Outras instituições de ensino já estiveram envolvidas em casos semelhantes, como a Universidade Federal de Minas Gerais (UFMG), que, em abril de 2026, reconheceu formalmente a prática e emitiu um pedido público de desculpas à sociedade e se comprometeu a criar espaços de memória e incluir o tema em seus currículos.
Em maio deste ano a Universidade Federal de Juiz de Fora (UFJF) admitiu também o recebimento de 169 corpos para atividades de ensino e assinou compromissos de reparação.

A Faculdade de Ciências Médicas, entretanto, não chegou a um consenso com o MPF durante as reuniões administrativas, o que levou ao ajuizamento da ação.

Em nota, a FCMMG disse que sempre atuou em cooperação com o Ministério Público Federal no decorrer das apurações e que "não antecipa conclusões sobre eventos históricos que se encontram sob análise dos órgãos competentes".
A faculdade afirmou ainda que não tem conhecimento da demanda do MPF e que todas as teses de defesa ainda serão apresentas em momento oportuno.
Por fim, a instituição alega que suas atividades são "atualmente desenvolvidas em conformidade com os marcos legais e éticos vigentes" e que pemanece à disposição das autoridades para esclarecimento dos fatos.
O Hospital Colônia de Barbacena
No hospital de onde partiram os cadáveres, eram aglomeradas, sem higiene e expostas ao tempo, pessoas consideradas “indesejadas” para a norma social daquele tempo.
Então, mesmo sem diagnóstico clínico, homossexuais, epiléticos, prostitutas, alcoolistas, pessoas tristes ou qualquer tipo de indivíduo considerado mais “rebelde”, mães solteiras, eram trancafiadas no local sem previsão de saída.

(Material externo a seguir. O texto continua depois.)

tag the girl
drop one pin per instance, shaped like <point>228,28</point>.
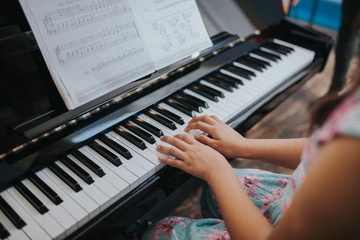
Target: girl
<point>320,200</point>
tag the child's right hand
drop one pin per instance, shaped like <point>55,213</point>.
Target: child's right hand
<point>224,139</point>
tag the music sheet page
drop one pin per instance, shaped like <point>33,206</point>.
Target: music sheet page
<point>91,47</point>
<point>173,29</point>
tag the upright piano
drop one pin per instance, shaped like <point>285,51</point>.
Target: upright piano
<point>68,174</point>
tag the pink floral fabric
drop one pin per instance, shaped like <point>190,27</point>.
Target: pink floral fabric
<point>271,193</point>
<point>343,121</point>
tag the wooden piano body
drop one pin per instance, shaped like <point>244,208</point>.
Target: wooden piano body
<point>34,139</point>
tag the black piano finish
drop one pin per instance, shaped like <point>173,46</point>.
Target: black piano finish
<point>55,131</point>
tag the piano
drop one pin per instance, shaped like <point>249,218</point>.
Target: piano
<point>67,174</point>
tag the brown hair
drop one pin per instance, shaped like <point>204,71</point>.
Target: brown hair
<point>320,110</point>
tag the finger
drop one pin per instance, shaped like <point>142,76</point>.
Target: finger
<point>170,151</point>
<point>202,118</point>
<point>185,138</point>
<point>205,140</point>
<point>205,127</point>
<point>176,142</point>
<point>171,162</point>
<point>216,118</point>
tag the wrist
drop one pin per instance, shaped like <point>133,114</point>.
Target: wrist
<point>218,176</point>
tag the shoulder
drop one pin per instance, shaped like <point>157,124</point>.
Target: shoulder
<point>344,120</point>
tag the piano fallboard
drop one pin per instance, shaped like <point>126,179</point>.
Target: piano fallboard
<point>89,172</point>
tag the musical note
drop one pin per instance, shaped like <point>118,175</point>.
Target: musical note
<point>175,30</point>
<point>76,16</point>
<point>109,37</point>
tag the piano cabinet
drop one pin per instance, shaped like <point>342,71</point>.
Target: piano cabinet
<point>97,164</point>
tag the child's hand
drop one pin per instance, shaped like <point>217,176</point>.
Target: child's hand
<point>224,139</point>
<point>192,156</point>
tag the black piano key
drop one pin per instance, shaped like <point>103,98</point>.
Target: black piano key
<point>66,178</point>
<point>115,146</point>
<point>11,214</point>
<point>204,93</point>
<point>228,78</point>
<point>251,64</point>
<point>142,123</point>
<point>196,100</point>
<point>265,64</point>
<point>157,117</point>
<point>140,132</point>
<point>44,188</point>
<point>190,104</point>
<point>105,153</point>
<point>242,72</point>
<point>267,55</point>
<point>168,114</point>
<point>222,84</point>
<point>77,170</point>
<point>182,108</point>
<point>88,163</point>
<point>278,48</point>
<point>131,138</point>
<point>28,195</point>
<point>3,232</point>
<point>210,90</point>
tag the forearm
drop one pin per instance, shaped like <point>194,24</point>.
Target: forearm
<point>282,152</point>
<point>243,220</point>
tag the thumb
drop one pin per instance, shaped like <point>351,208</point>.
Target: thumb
<point>204,139</point>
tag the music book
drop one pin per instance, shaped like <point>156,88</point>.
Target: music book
<point>93,47</point>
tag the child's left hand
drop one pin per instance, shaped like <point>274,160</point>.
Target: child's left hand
<point>192,156</point>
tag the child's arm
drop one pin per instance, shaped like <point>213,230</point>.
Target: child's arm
<point>224,139</point>
<point>326,206</point>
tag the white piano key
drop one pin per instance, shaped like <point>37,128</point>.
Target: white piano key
<point>164,129</point>
<point>110,176</point>
<point>15,234</point>
<point>106,187</point>
<point>141,161</point>
<point>80,197</point>
<point>45,221</point>
<point>91,191</point>
<point>73,208</point>
<point>146,153</point>
<point>32,228</point>
<point>128,164</point>
<point>219,112</point>
<point>121,171</point>
<point>185,117</point>
<point>233,100</point>
<point>57,212</point>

As primeiras imagens que mostravam as pessoas nuas, desnorteadas, andando pelos pátios e bebendo poças d’água que jorravam entre os prédios da instituição remonta o ano de 1961, quando uma reportagem da Revista “O Cruzeiro” chamou o local de “A sucursal do inferno”.
Mais de dez anos depois, em 1979, outra denúncia ocorreu por meio de uma fala do médico italiano Franco Basaglia (1924-1989), que estava em visita ao Brasil, e comparou o local a um “campo de concentração, onde são praticados verdadeiros atentados aos direitos humanos”, conforme reproduziu uma reportagem do GLOBO na época.
A mesma matéria ainda diz que na Colônia estavam internados 1.400 pacientes que eram acompanhados por somente seis psiquiatras, que não davam conta de lidar com os quadros clínicos dos internados.
O número pequeno de especialistas fazia com que não houvesse “nenhum relacionamento entre eles e os doentes”, diz o material.
Todo o controle dos quadros clínicos era feito por meio de remédios.
Só de um tipo de antipsicótico, eram usados 150 mil comprimidos por mês.
No local também eram utilizados eletrochoques e procedimentos de lobotomia, em casos mais severos.
Estima-se que as mortes até os anos 1980 chegaram a 60 mil.
As causas eram as mais diversas, do frio passando por diarreia aos aos maus-tratos.
Parte dessa história voltou à luz em 2013, quando a jornalista Daniela Arbex lançou o livro “O Holocausto Brasileiro - Genocídio: 60 mil mortos no maior hospício do Brasil”.